Question

10 solve the system of equations using elimination.
3x - 2y = 12
-x + y = -3

Explanation:

Step1: Label the equations

Let the first equation be \( 3x - 2y = 12 \) (Equation 1) and the second equation be \( -x + y = -3 \) (Equation 2).
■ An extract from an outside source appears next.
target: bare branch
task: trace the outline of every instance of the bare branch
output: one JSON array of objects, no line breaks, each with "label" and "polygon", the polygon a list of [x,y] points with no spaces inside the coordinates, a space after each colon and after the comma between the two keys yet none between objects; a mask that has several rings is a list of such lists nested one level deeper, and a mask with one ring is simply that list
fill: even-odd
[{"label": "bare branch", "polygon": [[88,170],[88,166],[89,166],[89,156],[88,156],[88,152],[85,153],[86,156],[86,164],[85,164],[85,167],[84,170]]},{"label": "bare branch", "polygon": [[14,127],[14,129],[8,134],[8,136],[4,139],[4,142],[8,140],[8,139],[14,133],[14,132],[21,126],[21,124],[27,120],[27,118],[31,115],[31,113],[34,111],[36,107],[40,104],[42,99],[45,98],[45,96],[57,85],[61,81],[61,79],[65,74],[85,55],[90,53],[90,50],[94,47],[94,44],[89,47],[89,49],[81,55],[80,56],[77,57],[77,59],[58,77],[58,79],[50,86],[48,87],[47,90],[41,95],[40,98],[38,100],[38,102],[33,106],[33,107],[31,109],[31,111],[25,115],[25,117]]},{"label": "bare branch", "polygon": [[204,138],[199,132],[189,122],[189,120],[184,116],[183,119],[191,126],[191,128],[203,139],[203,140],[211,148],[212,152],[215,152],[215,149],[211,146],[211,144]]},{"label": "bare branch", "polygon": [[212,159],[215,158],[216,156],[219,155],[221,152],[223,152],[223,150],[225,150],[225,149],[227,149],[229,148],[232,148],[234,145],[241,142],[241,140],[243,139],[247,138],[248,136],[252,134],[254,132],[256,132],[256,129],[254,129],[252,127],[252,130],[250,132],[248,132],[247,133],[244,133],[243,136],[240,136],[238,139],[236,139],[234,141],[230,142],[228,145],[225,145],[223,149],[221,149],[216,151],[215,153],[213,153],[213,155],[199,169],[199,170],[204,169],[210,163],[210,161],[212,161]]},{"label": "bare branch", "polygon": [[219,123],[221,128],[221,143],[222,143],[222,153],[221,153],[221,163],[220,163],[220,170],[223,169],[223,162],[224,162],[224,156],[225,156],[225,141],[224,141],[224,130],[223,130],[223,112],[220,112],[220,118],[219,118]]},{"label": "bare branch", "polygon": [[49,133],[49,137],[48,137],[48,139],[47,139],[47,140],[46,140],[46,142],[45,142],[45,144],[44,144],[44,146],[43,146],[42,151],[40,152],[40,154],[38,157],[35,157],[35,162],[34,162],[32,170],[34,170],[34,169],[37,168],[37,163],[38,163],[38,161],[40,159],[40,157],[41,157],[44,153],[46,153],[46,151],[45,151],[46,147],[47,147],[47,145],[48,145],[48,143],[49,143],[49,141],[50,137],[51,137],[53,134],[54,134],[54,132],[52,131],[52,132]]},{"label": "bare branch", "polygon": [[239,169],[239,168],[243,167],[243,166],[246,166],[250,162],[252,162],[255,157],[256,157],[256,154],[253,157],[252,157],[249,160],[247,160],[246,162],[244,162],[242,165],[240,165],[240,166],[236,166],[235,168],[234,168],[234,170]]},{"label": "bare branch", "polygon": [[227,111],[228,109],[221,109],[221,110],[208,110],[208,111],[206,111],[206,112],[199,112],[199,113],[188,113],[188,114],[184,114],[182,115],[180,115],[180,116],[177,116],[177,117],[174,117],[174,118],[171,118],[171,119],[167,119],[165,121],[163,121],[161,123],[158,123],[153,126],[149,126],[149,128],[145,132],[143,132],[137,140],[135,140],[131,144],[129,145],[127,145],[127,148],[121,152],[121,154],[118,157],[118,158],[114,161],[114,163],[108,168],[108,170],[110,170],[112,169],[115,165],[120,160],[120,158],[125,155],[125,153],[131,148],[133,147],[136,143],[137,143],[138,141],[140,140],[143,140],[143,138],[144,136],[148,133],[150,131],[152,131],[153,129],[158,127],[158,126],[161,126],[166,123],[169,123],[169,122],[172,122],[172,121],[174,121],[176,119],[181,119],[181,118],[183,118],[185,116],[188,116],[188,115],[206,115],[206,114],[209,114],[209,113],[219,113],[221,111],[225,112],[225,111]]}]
Step2: Eliminate a variable

Multiply Equation 2 by 2 to make the coefficients of \( y \) opposite:
\( 2\times(-x + y)=2\times(-3) \)
\( -2x + 2y = -6 \) (Equation 3)

Step3: Add Equation 1 and Equation 3

Add \( 3x - 2y = 12 \) and \( -2x + 2y = -6 \):
\( (3x - 2y)+(-2x + 2y)=12+(-6) \)
\( 3x - 2y - 2x + 2y = 6 \)
Simplify: \( x = 6 \)

Step4: Substitute \( x \) into Equation 2

Substitute \( x = 6 \) into \( -x + y = -3 \):
\( -6 + y = -3 \)

Step5: Solve for \( y \)

Add 6 to both sides:
\( y = -3 + 6 \)
\( y = 3 \)

Answer:

The solution to the system is \( x = 6 \), \( y = 3 \)